AUDIT COMMITTEE AND AUDIT COMMITTEE FINANCIAL EXPERT


The board of directors has not designated a separate audit committee and the functions of such committee are conducted by the entire board, whose members are named above. We do not have an “audit committee financial expert,” as defined in Item 407(d)(5)(ii) of Regulation S-K. At the present time, we do not believe the services of a financial expert are warranted. We believe the cost related to retaining a financial expert at this time is prohibitive in view of the financial resources that we have available. Further, because of the development stage of our operations, we believe the services of a financial expert are not warranted. Currently, our full board of directors performs the functions normally delegated to an audit committee. The board believes that at this time it is in the best interests of our Company and our stockholders for each member of the board to participate in all functions of the board as long as no conflicts are present. Our board consists of two members and the board believes that all the directors should participate in all board activities including those normally performed by an audit committee. However, as our board expands in the future, we will consider creating an audit committee and appointing an audit committee financial expert at that time.





- 42 -





Item 11.  

Executive Compensation.

 

SUMMARY COMPENSATION


The following table presents the compensation information during the fiscal years ended May 31, 2014, May 31, 2013, May 31, 2012, May 31, 2011, and May 31, 2010 for our Principal Executive Officers. We refer to these executive officers as our “name executive officers” elsewhere in this annual report.
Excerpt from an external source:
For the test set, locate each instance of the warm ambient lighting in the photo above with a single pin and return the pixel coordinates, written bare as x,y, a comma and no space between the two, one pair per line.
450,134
Summary Compensation Table

for Fiscal Years Ended May 31, 2014, 2013, 2012, 2011, and 2010



Name and Principal Position


Year ended May 31


Salary ($)


Total ($)

Joseph Putegnat,

Principal Executive

Officer

2014

2013


Nil

72,000

     Nil

72,000

Jueane Thiessen, Principal Executive Officer (1)

2014

2013

2012

2011

2010

120,000

78,000

36,000

36,000

36,000

120,000

  78,000

  36,000

  36,000

  36,000

Rafik Jallad,

Principal Executive

Officer

2012

2011

4,000

20,000

    4,000

   20,000


(1) Jueane Thiessen served as our President from June 22, 2004 until February 1, 2007, then since November 30, 2007 until August 1, 2010. Then again from August 1, 2011 until June 30, 2012. And currently since February 19, 2014.

NARRATIVE TO SUMMARY COMPENSATION TABLE


Employment Agreements with Each Named Executive Officer


Consulting Agreement with our current Principal Executive Officer, Joseph Putegnat


On July 1, 2012, we entered into an Independent Contractor Agreement with Joseph Putegnat under which compensation of $12,000 per month was to be paid to perform services as our Chief Executive Officer for a period of six months.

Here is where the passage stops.